If it is OC (open collector) then there are 2 possibilities:
1. there is pull-up resistor in car,
2. there is not pull-up resistor in car.
More probably it is 2, but you can check it.
In case 1 measuring voltage at K_LINE (versus GND) with multimeter you will always get 0V (or close to 0 - just floating wire).
If you get 12V than certainly (provided it is OC) you have pull-up there.
It looks you are sure you are allowed to short K_LINE to GND with transistor. If so you are also allowed to short it with ammeter (if you are not sure it is OC you can use small resistor in serie with ammeter). The measured current (I expect 2..12mA) will tell you what is the in-car pull-up resistor.
Knowing it tells you what will be your output transistor current. Your output transistor will have to drive this current + 4mA for your R7. I suppose R7 is not needed, but can be - just car OC (and your output transistors (you have 2 of them)) will have to drive both in car pull-up current + your R7 current.
Surprising is that you drive your one output transistor base with (12V-0.7V)/(5.1k+1k) = about 2mA and the second one with (3.3-0.7)/220 = about 12mA while they both work at the same (don't known yet) output current.
If I were doing this circuit I would not have this transistor driven by R1 assuming R6 driven transistor will also do the job of this transistor.

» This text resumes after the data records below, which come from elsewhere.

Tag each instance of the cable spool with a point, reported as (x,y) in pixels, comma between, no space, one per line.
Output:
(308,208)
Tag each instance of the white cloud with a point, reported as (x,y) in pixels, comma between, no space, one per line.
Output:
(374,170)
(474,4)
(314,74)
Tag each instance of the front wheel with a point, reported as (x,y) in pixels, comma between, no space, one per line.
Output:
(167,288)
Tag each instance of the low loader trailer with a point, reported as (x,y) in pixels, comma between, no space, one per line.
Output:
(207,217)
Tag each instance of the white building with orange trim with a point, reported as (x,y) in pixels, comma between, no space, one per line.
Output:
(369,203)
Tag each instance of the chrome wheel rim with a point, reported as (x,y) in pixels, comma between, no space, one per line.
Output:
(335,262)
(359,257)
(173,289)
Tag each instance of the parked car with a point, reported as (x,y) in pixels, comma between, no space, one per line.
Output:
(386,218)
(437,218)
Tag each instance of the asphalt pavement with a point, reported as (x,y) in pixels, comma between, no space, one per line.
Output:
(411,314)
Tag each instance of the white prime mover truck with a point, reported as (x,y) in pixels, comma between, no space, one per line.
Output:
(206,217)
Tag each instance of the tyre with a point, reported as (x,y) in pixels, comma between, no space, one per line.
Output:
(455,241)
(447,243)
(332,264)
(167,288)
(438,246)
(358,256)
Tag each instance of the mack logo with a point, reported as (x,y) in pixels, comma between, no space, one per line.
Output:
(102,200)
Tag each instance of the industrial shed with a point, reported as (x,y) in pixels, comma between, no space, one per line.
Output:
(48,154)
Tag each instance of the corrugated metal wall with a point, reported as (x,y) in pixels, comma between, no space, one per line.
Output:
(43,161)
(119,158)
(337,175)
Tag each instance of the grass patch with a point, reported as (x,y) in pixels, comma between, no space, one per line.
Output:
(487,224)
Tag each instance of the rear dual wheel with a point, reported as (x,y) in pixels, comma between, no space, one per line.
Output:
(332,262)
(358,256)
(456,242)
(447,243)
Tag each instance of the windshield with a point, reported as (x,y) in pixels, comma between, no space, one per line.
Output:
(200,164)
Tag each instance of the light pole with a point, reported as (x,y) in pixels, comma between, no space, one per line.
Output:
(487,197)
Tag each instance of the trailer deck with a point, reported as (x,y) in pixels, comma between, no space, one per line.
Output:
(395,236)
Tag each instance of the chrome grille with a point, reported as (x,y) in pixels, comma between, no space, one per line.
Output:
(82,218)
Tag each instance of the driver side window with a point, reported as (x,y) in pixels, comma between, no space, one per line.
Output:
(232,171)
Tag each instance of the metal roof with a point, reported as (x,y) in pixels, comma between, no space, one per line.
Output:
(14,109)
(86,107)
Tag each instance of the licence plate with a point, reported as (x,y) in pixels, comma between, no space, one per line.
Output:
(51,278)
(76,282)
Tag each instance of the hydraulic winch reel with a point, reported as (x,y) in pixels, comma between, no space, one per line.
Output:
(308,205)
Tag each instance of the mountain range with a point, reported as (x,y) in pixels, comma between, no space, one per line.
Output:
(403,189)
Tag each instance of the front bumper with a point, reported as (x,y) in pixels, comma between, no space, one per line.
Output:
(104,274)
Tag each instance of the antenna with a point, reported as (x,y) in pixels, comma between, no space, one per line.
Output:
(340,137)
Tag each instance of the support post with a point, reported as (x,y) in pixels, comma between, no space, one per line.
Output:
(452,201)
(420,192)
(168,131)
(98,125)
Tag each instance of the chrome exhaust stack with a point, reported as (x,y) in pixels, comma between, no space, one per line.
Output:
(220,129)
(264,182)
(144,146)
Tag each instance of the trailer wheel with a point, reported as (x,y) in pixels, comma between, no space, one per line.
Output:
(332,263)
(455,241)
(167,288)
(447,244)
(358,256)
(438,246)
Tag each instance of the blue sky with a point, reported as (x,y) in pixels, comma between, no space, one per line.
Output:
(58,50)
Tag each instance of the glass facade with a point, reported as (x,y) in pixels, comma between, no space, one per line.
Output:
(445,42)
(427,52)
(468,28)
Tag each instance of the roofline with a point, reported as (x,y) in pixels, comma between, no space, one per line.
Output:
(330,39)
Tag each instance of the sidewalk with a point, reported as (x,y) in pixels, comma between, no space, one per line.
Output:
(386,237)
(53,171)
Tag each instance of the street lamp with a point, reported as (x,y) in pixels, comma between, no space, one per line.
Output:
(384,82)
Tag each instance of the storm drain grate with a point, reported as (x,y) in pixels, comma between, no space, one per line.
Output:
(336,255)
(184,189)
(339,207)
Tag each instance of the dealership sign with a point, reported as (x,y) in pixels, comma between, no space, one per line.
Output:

To minimize collision risk in RS485 communication we use, uC needs to notice that bus is busy just when first start bit is issued and not after the whole byte is received and my brother (he writes code for our devices) never asked me to drive with RX signal two uC pins. I believe in each microcontroller code can temporarily disconnect UART from TX and issue initial pulse, but we have never used STM32. Maybe it is an exception.